Wei Dai 12 Sep 2019 11:04 UTC
LW: 17 AF: 11
1
AF

Train an RL agent with access to its previous step reward as part of its observation.

This is making me notice a terminological ambiguity where sometimes “RL agent” refers to a model/policy trained by a reinforcement learning algorithm (such as REINFORCE) like you’re doing here, and sometimes it refers to an agent that maximizes expected reward (given as an input), such as AIXI, like in Daniel Dewey’s Learning What to Value, and a “RL agent” in the first sense is not necessarily a “RL agent” in the second sense.

To disambiguate, it seems a good idea to call the former kind of agent something like “RL-trained agent” and the second kind of agent “reward-maximizing agent” or “reward-maximizer” for short.

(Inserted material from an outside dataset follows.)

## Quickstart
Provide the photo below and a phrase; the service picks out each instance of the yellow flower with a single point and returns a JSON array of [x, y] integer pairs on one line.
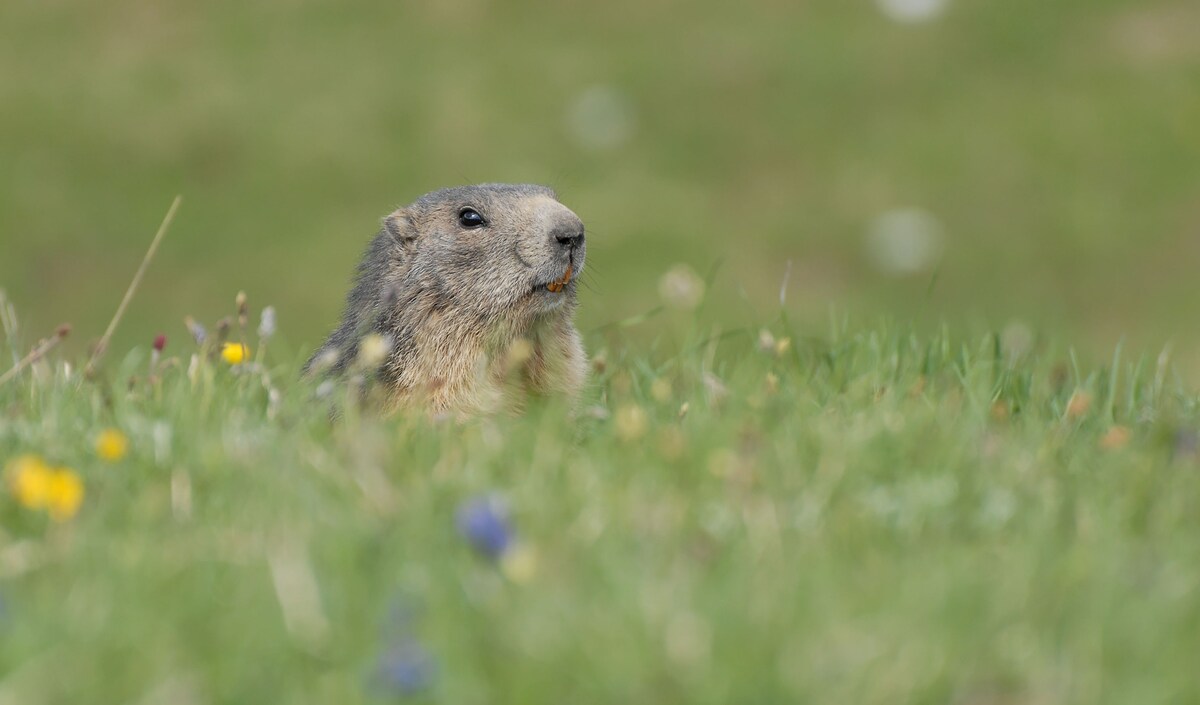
[[520, 564], [234, 353], [64, 494], [30, 481], [112, 445]]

Then we can say things like, “If a RL-trained agent is not given direct access to its step rewards during training, it seems less likely to become a reward-maximizer.” Any thoughts on this suggestion? (I’ll probably make a post about this later, but thought I’d run it by you and any others who sees this comment for a sanity check first.)
What links here?
- Some of my disagreements with List of Lethalities by TurnTrout (24 Jan 2023 0:25 UTC; 63 points)
- evhub 12 Sep 2019 16:32 UTC
  LW: 1 AF: 1
  0
  AF Parent
  When I use the term “RL agent,” I always mean an agent trained via RL. The other usage just seems confused to me in that it seems to be assuming that if you use RL you’ll get an agent which is “trying” to maximize its reward, which is not necessarily the case. “Reward-maximizer” seems like a much better term to describe that situation.
  - Wei Dai 12 Sep 2019 17:25 UTC
    LW: 11 AF: 8
    0
    AF Parent
    
    When I use the term “RL agent,” I always mean an agent trained via RL.
    
    I think the problem with this usage is that “RL agent” originally meant something like “an agent designed to solve a RL problem” where “RL problem” is something like “a class of problems with the central example being MDP”. I think it’s just not a well-defined term at this point, and if you Google it, you get plenty of results that say things like “the goal of our RL agent is to maximize the expected cumulative reward”, or “AIXI is a reinforcement learning agent”. I guess this is fine for AI capabilities work but really confusing for AI safety work.
    
    So, consider switching to “RL-trained agent” for greater clarity (unless someone has a better suggestion)? ETA: Maybe “reinforcement trained agent”?